You’re probably thinking “how can being grateful change your life”, what a load of rubbish! I don’t blame you, when I was first given the book “the secret” as a gift early last year, I thought the exact same. But after finishing the book, and after further reading and research, I can honestly say my life has changed for the better. Whether that’s because I’m practising what I’ve learnt, or sheer coincidence, but I firmly believe that what you put out into the universe, you get back.
Before, I would let the smallest things get to me, and feel negative about certain situations. I’ve learnt to look at the bigger picture and be thankful for what I already have, instead of focusing on what I don’t.
Gratitude is simply giving thanks, and the benefits to practicing gratitude are endless. Those who take time to notice and reflect upon the things they’re thankful for are generally much more positive people who experience less stress, which in turn makes them feel more alive, sleep better, as well as expressing more compassion and kindness.
I’ve noticed the biggest difference in my attitude at work since practicing gratitude throughout the day. My productivity has increased, as well as my ability to bounce back from stress. Appreciation keeps me focused on what’s already good in my life, instead of constantly searching for better.
Here are a few ways you can incorporate gratitude into your daily life:
Keep a journal
It doesn’t matter if it’s on a piece of paper, an old notepad or on your phone, jot down 3-5 things that you’re thankful for each day. Even more if you wish!
These can be things as simple as “I’m healthy” or as big as a promotion at work. Remind yourself of these things throughout your day, especially when you find yourself in a difficult or negative situation.
Try and include things about yourself too. In an age where we’re constantly criticising ourselves and picking out the negatives, it’s refreshing to identify the things we like about ourselves. It doesn’t mean you’re egocentric, you’re just being kind to yourself. The more you appreciate yourself, the happier you’ll be, and that happiness will radiate to others around you too!
“if you have good thoughts, they will shine out of your face like sunbeams and you will always look lovely.” – Roald Dahl
Say thank you more!
This sounds like a silly comment to make, but simply thanking someone goes a long, long way. I don’t mean waiting until someone has done something for you, just merely telling your partner or friend that you’re thankful they’re in your life will really make a difference.
I read somewhere that the words thank you are said so commonly used now (and rightly so too), that sometimes we don’t make the connection between the words and what they really mean. This is why taking the time to thank the people in our lives is so important.

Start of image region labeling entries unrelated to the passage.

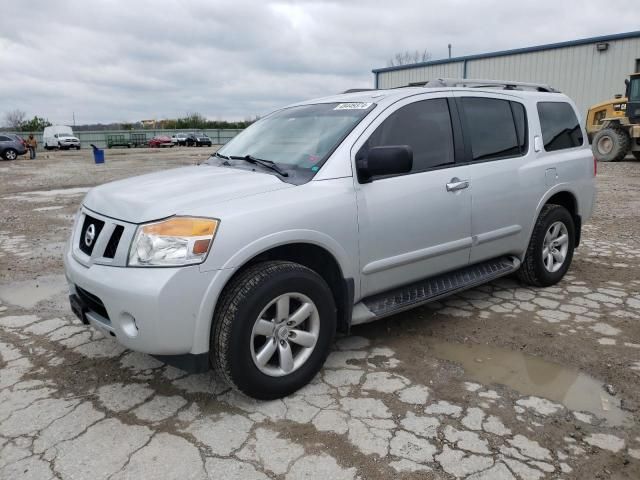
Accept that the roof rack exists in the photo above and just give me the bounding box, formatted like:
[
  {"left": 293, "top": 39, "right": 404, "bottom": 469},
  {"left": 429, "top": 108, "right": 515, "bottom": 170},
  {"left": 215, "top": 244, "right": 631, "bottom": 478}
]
[
  {"left": 428, "top": 78, "right": 560, "bottom": 93},
  {"left": 342, "top": 88, "right": 376, "bottom": 93}
]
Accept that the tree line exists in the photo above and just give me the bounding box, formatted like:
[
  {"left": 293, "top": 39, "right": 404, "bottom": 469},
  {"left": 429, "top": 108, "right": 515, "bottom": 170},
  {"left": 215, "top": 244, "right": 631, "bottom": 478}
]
[{"left": 4, "top": 109, "right": 259, "bottom": 132}]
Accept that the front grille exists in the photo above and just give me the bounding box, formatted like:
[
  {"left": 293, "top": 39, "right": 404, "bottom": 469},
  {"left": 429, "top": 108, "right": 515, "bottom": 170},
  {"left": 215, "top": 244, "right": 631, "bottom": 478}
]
[
  {"left": 78, "top": 215, "right": 104, "bottom": 255},
  {"left": 76, "top": 285, "right": 109, "bottom": 320},
  {"left": 104, "top": 225, "right": 124, "bottom": 258}
]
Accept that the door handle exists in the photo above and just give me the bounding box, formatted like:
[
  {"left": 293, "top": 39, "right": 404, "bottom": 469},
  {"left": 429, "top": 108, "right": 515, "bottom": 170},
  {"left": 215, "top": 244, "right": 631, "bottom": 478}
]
[{"left": 447, "top": 177, "right": 469, "bottom": 192}]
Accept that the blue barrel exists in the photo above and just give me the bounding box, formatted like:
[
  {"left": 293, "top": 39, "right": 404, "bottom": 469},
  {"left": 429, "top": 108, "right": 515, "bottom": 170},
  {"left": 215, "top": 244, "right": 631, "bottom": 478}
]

I can promise you will notice the difference in your relationships too by doing this regularly.
Change your thought process
People often assume that if someone is giving thanks, it’s because their life is easy and that they have nothing to be negative about. This is not the case at all. Those who practice gratitude understand that it’s how you think about a situation that makes it easier or more difficult.
Play the gratitude game
I picked this up from my friend Ellise, who plays it each dinnertime with her family. We now do it every time we sit down for a meal, and it changes the entire energy of the group! Go around the table and each say the worst part of your day (or week, month, year, whenever), then go around again and each say your best part. Although you’re mentioning a negative, it then gets everyone thinking about the positive and realising what is most important.
Ellise even did it at my Sister’s wedding, I walked past her table during the dinner and heard her saying to the group “right, now everyone say their best part”! I ended up joining in!
The beauty of meditation is that it can be practised pretty much anywhere. On the train into work, in a quiet room during your lunch break or in the comfort of your bed.
I use the app ‘Calm’, which teaches you the basics of mindfulness. Meditation has taught me to be present in the moment. I regularly have a million things running through my mind at once, which makes it tough to focus on having gratitude. Meditating allows me to take time to really focus on myself, my breathing and just being in the present moment. It allows me to appreciate the simple things, such as the fact I’m even breathing!